I recently got married about five months ago. Things have really gone down hill fast. I am in my earlier 30 she is late 20s. I own a couple of homes with my partner who is my brother who does not live with me. Before marriage we agreed upon a pre nuptial agreement as that was the only way to protect my brother in the event of a divorce and so forth. Before we got married she lived with her parents and never had a place of her own. She was not allowed to sleep over for any extent of time. So this was the first time away from family. Both sides of the family are close to each other in distance not with each other though.
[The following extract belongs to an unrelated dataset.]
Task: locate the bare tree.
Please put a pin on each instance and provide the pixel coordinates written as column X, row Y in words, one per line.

So home away from old home. 
Before marriage we contemplated getting an apartment so she could have her own place as a home. I said that was crazy to do so and a waste of money besides.We could live in my house and save money. She agreed to help pay utilities and so forth. i did not want any thing as far as taxes mortgage and so forth as she did not own the home. She now refuses and never has paid a dollar to help with the bills. Ever thing is on me. With the economy I have been having a hard time making end meet and asked her to at least cut back on lights being left on, t.v.s on, and lower the heat a bit. She refuse to cut back nor help with the bills. She says its not her house and she is like a tenant in the house. I never made her feel like that. It is our home not mine and I never used that card. She stated that her father always took care of her mother and if I can't take care of her why does she need me. That was very hurtfully to me. I now suggested maybe we get an apartment as this would help me out and she could feel more at home. Now she claims she can not afford that and does not want that. She has a good job that is guaranteed. She takes all her money and gives it to her mom to pay bills IE her NEW car, phone, and so forth. Thus she never has any money as she has bills. I'm fine with that but its putting so much stress on me with all these extras. We go out on the weekends to eat but not as much entertainment as I pay and I don't have surplus funds.
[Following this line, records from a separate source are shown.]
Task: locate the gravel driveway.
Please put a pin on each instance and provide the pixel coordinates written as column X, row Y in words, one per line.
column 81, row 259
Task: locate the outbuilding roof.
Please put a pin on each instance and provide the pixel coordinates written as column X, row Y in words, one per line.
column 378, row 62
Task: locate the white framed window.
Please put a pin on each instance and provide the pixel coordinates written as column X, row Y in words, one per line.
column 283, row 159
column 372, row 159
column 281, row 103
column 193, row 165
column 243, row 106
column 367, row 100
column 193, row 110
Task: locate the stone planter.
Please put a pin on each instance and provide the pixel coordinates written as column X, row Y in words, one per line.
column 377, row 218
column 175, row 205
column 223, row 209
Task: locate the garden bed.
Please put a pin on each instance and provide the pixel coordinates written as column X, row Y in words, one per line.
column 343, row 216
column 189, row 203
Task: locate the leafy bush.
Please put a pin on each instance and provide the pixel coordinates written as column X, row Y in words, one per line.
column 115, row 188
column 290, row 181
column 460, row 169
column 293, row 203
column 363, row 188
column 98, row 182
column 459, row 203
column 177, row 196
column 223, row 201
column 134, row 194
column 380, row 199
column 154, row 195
Next she tells me that I'm causing her stress as she has never lived in a house that is not always cleaned and so forth. She does not know how to cook, does not clean, nor do her or my laundry. She doesn't clean as I caused the mess according to her. She sends her laundry out and I do mine. I do all the cooking. This does not bother me either. But being told I cause her stomach to ache and she can't stand to look at me hurts me. She does not do it all the time but enough. She purposely picks fights and it blows up in to a screaming match she mainly screams I'm more passive. From what to watch on TV to how come my boot are on the floor Then she acts like it never happened. She does suffer from bi-polar. She use to take her meds but now does not as she says "they don't work." When a fight occurs for simple reasons I submit and latter ask her maybe she was having a flare of bi-polar. That starts another fight as she says I want her to take a pill to fix it and once again I'm the problem.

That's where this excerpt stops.